THE SUPREME COURT agreed yesterday to consider whether federal courts have any power over the military's war-on-terrorism detainees at Guantanamo Bay, Cuba. The decision was something of a surprise. The court's prior precedents make it clear that U.S. courts have no jurisdiction over non-Americans detained abroad, and lower court judges unanimously have deemed this case law as precluding their review of the Guantanamo detentions. Any assertion of jurisdiction by the courts would open a huge can of worms about where exactly to draw the jurisdictional lines. Federal judges shouldn't be overseeing foreign and military affairs. But the court's announcement yesterday ought to be a wake-up call to the military.
It is often a mistake to read much into a decision merely to hear a case; the justices could simply have taken the matter because the case is of sufficient importance that they felt obliged to resolve it from the top.
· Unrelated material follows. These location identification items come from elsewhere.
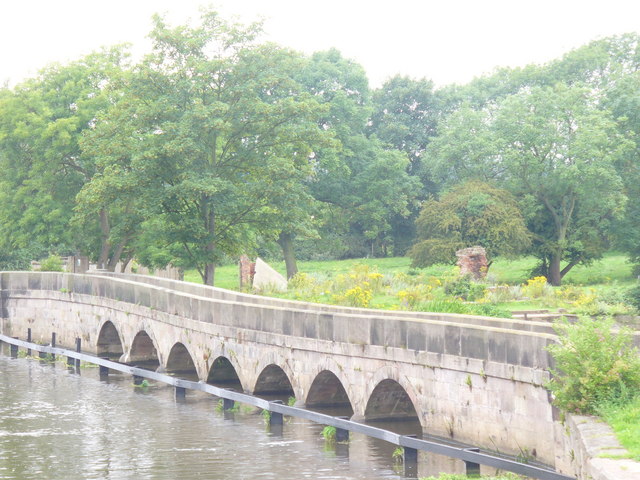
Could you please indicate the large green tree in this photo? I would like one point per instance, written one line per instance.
(42, 167)
(362, 182)
(557, 151)
(220, 131)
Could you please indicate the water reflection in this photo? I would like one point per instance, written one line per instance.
(55, 424)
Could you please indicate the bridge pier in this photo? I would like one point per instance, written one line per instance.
(180, 394)
(410, 461)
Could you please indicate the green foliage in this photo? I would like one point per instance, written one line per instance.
(472, 213)
(53, 263)
(557, 152)
(633, 296)
(19, 258)
(595, 362)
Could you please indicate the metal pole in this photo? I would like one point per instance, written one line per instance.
(410, 461)
(53, 344)
(342, 435)
(276, 418)
(14, 350)
(78, 349)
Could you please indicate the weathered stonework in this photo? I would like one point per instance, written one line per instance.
(476, 379)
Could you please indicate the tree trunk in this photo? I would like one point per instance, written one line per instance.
(285, 240)
(115, 258)
(209, 274)
(104, 239)
(210, 267)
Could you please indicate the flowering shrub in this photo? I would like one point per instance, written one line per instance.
(595, 363)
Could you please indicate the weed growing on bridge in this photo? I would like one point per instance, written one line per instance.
(455, 476)
(398, 455)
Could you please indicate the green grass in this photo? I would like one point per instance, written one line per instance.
(625, 422)
(612, 269)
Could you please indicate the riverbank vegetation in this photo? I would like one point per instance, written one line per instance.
(216, 144)
(607, 287)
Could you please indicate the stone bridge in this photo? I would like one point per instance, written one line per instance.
(473, 379)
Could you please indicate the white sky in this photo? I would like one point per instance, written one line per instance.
(448, 41)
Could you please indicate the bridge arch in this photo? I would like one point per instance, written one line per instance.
(327, 390)
(109, 343)
(391, 396)
(143, 351)
(274, 382)
(180, 363)
(223, 373)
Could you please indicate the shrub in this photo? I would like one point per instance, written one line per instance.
(595, 363)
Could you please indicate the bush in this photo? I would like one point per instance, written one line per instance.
(595, 363)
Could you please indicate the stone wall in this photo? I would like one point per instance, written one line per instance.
(474, 379)
(584, 447)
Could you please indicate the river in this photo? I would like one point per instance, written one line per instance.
(56, 424)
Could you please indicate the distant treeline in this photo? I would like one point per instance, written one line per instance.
(217, 144)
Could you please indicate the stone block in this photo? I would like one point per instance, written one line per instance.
(416, 336)
(325, 326)
(497, 347)
(452, 340)
(266, 277)
(473, 343)
(310, 325)
(376, 332)
(435, 337)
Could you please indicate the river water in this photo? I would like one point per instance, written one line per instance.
(56, 424)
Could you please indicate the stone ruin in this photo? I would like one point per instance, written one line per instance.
(473, 261)
(247, 271)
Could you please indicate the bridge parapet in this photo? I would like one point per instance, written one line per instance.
(472, 378)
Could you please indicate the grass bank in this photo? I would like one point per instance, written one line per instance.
(392, 283)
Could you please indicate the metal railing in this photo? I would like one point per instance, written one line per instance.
(470, 455)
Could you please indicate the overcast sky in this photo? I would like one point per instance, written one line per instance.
(448, 41)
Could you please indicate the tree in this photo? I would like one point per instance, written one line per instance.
(217, 131)
(361, 182)
(472, 213)
(556, 151)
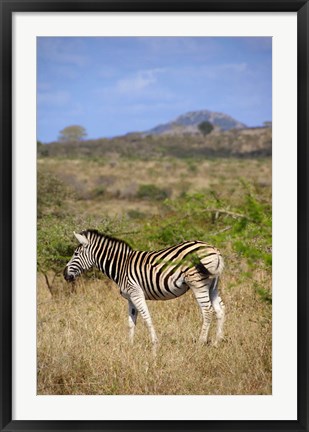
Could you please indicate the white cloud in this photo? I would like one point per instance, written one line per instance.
(55, 50)
(138, 82)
But it's also possible that some of the justices, like many other Americans, are alarmed by the administration's obstinate refusal to be governed by reasonable rules at Guantanamo, where it is holding about 660 people. Indeed, the Bush administration has all but taunted the courts to step in. From the beginning, it has refused to comply with the strict terms of the Geneva Convention, which requires that detainees be given hearings before they are designated "unlawful combatants." It has refused to disclose who is being held or under what standards. There is no remotely neutral forum in which inmates can argue any claim they might have that they are being held in error. None of the detainees has a lawyer. And the much-ballyhooed system of military tribunals that the administration announced two years ago has, so far, resulted in zero trials, with only a handful ostensibly scheduled. The administration effectively asks Americans to tolerate the indefinite detention of large numbers of people with no charge, no accountability and no seeming urgency about making the rule of law into a reality.
The laws of war do, as the administration contends, permit the detention of the other side's fighters during hostilities. But those laws presuppose that hostilities will eventually end and prisoners will be released. They don't help much in a perpetual conflict against an adversary with whom peace is unimaginable. Nor is the Supreme Court well placed to provide a solution. Such a solution could and should come from the administration and Congress. Both have failed in their duty to create a process that is fair and understandable, thereby creating a risk that the courts will fill the legal void. Guantanamo can't remain a lawless human warehouse forever.